Морской ангел — страница 38 из 57

– Да так, – пожал плечами старшина. – Просто интересно.

Зима пролетела незаметно.

В марте ударила оттепель, и начали таять снега, окружавшие хутор леса потемнели, а одним утром со стороны Днепра донесся едва слышный гул – там начался ледоход.

– Ну, ось и пэрэзымувалы, – перекрестился на него дед Богдан. А Дим с удовольствием принюхался. Пахнуло морем.

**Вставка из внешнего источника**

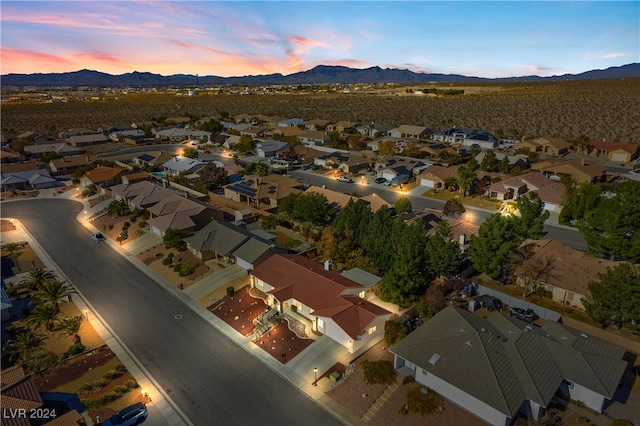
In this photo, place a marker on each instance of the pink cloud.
(14, 60)
(614, 55)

Апрель оказался ранним, вокруг все зазеленело, а в небе появились стаи птиц, летящие к речной пойме. В это время в душе старшины возникло смутное беспокойство – что делать дальше? За годы войны подолгу оставаться на одном месте он не привык, а сидеть на шее у Петькиной семьи не собирался. Действия определил случай, а потом все завертелось как в калейдоскопе.

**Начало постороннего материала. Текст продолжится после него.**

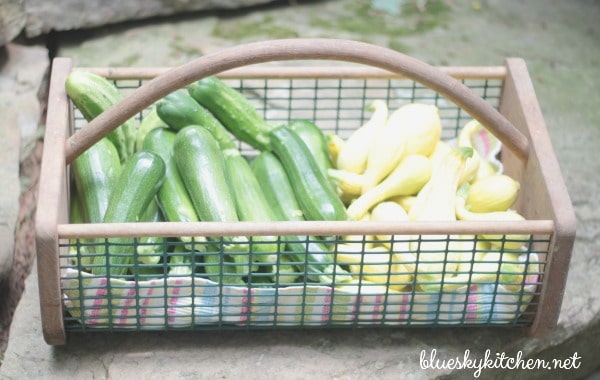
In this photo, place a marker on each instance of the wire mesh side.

Как-то в полдень, возвращаясь с утренней зорьки с тремя подвешенными к поясу утками, Дим увидел стоящую у дома заседланную лошадь.

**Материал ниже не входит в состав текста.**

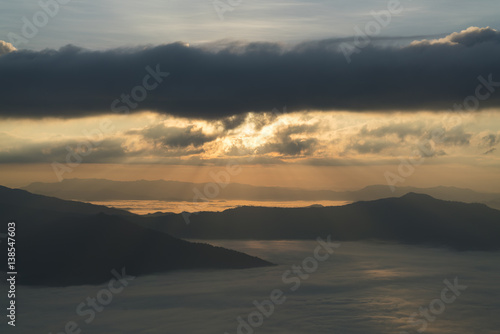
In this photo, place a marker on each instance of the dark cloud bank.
(237, 78)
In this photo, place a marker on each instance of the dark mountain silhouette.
(104, 190)
(413, 218)
(57, 244)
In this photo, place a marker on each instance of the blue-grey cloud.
(202, 83)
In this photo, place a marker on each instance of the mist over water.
(143, 207)
(362, 288)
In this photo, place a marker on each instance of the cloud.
(401, 130)
(208, 84)
(6, 48)
(175, 137)
(491, 150)
(490, 140)
(468, 37)
(372, 146)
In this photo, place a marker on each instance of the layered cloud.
(6, 48)
(327, 138)
(211, 84)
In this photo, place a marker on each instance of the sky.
(287, 88)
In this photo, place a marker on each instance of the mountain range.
(61, 243)
(107, 190)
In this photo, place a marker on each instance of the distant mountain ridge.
(412, 218)
(61, 243)
(106, 190)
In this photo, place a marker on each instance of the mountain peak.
(417, 196)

– Не Петькина, – насторожился он, входя на усадьбу.

В хате, вместе с дедом Богданом, оказался средних лет бородатый человек, назвавшийся егерем из лесхоза.

– Так значить заихалы погостыть у наши миста? – поинтересовался он, ощупывая Дима глазами.

– Заехал, – ответил тот, сняв с плеча ружье и вешая его на стену.

– А сами звидкыля будете?

– Из Баку.

– Гм, – недоверчиво хмыкнул бородач. – Далэкувато.

– Та чого ты прыстав до людыны, Грыць? – вмешался хозяин. – Я ж тоби казав, цэ фронтовый друг Пэтра. Заихав навестить. Што непонятно?

– Та ни, цэ я так, – нахлобучив шапку, поднялся с лавки егерь. – Прощавайте, поиду дальше.

– Чорты його прынэслы, – проводил взглядом в окошко удаляющегося гостя дед Богдан. – Погана людына.

– В смысле?

– Усю окупацию ховався по хуторам. А колы повэрнулысь наши, занэмиг. И видкрутывся вид фронту.

– Ясно, – нахмурился Дим. – Чувствую, сообщит про меня куда надо.

– А цэ вряд ли, – стал набивать трубку старик. – Вин живэ як бирюк[134]. Тыхо.

После этой встречи Дим принял окончательное решение – уходить. И чем быстрее, тем лучше.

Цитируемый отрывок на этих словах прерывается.